The reasoning seemed sound, but it was ignored then. And remains so now, even as the sport’s unhappy devotees propose all manner of nips and tucks and fixes to try and dress it up into something presentable.

Nothing will ever be done, of course, and shouldn’t be done, because it is difficult to imagine a functioning society where people didn’t have giving out about Gaelic football to fall back on, to pass the time.

But for a people that have remained relentlessly pessimistic all these years, there is an almost touching optimism in some of the solutions currently being proposed.

The notion, for instance, that officials might be able to monitor the number of players in a particular half of the field is a good one, when you have umpires who mightn’t notice a couple of fellas exchanging what Ger Canning would call ‘pleasantries’ a few yards in front of them.

Even if they were able to keep track of it, in a game where referees must already ignore roughly 95% of all fouls, to maintain any kind of flow to the thing, how long before the four-forward rule became the ah-sure-there-was-two-and-another-lad-was-doing-his-level-best guideline?

In many ways, the revulsion Gaelic football people hold for Gaelic football is the most impressive thing about the game.

The idea that enjoyment should be part and parcel of the matchday experience has crept ominously into most sports ever since a few clowns stood up and sat down in staggered unison during the Mexico World Cup.

These days it manifests itself most odiously at the darts, where they stand up because they love it, instead of sitting down to watch it.

And at the rugby, obviously, where they always seem to enjoy it, whatever is put in front of them.

But Gaelic football man is there, not because he wants to be there, or because there is anything there for him, entertainment-wise; he is there because it is the most natural thing in the world for him to go, despite everything he has to face into when he arrives.

For that, he always deserves our admiration.

At the same time, there is a small danger now he might be overdoing the complaining. Milking it even. Because whatever Gah Man has to put up with, it can hardly compare to the ordeals endured by this new creature, UFC Man.
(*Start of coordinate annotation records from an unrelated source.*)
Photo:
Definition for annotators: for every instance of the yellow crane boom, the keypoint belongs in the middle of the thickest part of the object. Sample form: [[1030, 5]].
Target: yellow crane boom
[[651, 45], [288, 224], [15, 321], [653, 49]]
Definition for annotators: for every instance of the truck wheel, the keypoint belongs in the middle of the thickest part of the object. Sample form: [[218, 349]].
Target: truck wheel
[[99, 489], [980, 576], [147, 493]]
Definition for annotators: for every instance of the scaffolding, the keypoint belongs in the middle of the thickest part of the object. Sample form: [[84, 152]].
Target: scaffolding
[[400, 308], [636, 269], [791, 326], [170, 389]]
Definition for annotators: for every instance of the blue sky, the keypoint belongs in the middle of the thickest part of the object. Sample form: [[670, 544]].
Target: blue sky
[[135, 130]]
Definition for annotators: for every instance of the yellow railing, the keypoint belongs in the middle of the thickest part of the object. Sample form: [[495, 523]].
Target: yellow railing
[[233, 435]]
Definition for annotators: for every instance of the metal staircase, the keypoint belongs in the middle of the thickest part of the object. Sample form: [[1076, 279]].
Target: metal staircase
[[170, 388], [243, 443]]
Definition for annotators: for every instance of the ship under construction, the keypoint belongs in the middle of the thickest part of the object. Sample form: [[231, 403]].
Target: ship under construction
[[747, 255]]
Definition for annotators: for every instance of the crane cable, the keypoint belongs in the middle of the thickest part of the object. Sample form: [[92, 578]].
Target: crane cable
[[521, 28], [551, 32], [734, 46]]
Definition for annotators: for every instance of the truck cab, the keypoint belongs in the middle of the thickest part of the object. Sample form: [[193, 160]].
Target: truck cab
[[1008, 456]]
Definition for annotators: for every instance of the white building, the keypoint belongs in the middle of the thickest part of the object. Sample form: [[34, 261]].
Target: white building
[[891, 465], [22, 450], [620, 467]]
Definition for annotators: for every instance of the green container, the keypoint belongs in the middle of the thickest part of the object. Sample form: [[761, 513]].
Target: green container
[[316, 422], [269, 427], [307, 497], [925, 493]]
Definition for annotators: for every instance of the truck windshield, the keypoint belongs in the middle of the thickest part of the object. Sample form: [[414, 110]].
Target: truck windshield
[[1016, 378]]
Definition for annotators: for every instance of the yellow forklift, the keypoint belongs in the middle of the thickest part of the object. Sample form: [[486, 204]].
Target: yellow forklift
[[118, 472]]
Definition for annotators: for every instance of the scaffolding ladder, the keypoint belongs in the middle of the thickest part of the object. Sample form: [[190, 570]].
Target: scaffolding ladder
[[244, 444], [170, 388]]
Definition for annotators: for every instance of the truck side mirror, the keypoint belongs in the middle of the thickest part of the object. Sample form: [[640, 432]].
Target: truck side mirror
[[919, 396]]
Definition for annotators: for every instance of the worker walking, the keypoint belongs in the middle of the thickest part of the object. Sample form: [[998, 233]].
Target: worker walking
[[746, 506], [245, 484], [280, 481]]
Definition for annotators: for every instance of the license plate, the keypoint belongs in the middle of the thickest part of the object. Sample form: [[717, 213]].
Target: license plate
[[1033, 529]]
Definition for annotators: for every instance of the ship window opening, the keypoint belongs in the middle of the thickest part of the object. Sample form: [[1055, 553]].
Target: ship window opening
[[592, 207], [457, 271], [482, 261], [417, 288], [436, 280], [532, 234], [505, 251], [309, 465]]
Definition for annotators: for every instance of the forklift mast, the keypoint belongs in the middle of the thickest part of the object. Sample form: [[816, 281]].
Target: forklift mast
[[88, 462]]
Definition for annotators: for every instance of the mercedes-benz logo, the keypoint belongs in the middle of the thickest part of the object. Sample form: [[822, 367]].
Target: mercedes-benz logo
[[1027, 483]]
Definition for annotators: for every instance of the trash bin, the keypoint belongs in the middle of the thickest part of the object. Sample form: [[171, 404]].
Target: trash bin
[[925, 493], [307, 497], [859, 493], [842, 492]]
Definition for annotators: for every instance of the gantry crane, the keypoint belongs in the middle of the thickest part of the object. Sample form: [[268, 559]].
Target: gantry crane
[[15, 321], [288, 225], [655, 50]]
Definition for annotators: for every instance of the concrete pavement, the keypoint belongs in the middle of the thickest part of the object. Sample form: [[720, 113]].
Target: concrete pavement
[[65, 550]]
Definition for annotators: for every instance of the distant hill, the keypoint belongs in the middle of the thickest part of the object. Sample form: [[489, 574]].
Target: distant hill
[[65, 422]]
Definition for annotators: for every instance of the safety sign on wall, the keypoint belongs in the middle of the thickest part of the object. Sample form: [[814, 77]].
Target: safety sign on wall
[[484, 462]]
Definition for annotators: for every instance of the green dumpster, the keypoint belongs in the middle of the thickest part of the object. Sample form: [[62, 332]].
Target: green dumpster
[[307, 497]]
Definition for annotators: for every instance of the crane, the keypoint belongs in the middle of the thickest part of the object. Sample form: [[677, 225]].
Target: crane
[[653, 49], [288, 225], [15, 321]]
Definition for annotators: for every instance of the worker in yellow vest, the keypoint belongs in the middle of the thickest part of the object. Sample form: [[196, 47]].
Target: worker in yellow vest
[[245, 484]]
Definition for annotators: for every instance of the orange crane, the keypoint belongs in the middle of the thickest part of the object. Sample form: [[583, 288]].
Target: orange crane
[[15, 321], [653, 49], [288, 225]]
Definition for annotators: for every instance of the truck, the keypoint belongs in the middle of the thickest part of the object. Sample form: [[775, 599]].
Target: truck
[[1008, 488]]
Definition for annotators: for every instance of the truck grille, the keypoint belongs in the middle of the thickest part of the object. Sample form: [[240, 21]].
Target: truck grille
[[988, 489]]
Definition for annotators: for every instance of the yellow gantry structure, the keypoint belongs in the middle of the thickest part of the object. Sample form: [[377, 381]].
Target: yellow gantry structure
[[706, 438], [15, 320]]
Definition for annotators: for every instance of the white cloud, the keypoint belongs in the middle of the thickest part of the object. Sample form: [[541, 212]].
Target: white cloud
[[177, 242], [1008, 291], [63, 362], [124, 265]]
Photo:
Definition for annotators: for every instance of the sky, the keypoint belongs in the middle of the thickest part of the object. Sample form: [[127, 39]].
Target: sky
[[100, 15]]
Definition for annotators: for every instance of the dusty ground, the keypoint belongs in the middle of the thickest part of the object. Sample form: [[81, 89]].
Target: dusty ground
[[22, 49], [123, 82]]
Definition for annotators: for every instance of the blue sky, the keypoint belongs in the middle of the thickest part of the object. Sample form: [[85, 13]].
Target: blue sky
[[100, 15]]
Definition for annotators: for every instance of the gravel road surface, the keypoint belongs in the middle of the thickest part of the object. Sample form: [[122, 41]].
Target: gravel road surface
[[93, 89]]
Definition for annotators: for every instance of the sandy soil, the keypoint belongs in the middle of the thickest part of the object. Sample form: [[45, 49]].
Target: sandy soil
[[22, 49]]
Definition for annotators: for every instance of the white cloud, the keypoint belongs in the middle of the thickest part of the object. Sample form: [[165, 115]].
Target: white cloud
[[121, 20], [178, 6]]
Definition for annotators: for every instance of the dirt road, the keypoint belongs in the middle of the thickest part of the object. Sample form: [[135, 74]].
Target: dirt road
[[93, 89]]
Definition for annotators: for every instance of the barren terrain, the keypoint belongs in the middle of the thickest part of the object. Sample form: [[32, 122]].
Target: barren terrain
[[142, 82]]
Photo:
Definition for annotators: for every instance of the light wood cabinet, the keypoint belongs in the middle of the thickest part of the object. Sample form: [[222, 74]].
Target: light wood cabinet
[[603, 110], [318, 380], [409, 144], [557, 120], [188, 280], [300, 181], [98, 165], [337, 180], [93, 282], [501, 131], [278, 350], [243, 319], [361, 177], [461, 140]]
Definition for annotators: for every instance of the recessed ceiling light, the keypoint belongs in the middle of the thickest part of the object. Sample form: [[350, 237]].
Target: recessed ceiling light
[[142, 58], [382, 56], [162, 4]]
There are other similarities, it seems, between these codes of combat. For example, several UFC fighters are currently taking a class action against the sport’s ownership, claiming they are indentured servants, terminology which rings a bell.

But it is UFC Man who is entitled to more sympathy. The kind of lads inside the Convention Centre in Dublin this week and the 64,000 lads locked out. At least they tell us there were 64,000 turned away and we must believe them, because these people sound very reliable.

For those that made it in, they were able to watch two gym bunnies call each other bitches and assholes and fly into furious rages that would definitely end in violence if it wasn’t for the heavy lad between them casually restraining them with one hand.

GAH Man is able to see that every Sunday and doesn’t even consider it part of the spectacle.

To be honest, it’s hard to know what is going on in UFC Man’s head. Is he able to look at this caper and not picture the two lads ironing out the choreography backstage earlier, over a latte and a can of amino acids?

Ultimately, wherever he is coming from, there was nothing at all for him to see in Dublin this week, but he still made the best of it. He still had the time of his life.

Conor McGregor reckons Croke Park wouldn’t be big enough for all the UFC Men, if he ever actually got down to a couple of minutes scuffling on the field.

Words that will surely interest GAA bosses, who may realise there’s nothing wrong with their game at all. They’ve just been selling it to the wrong people.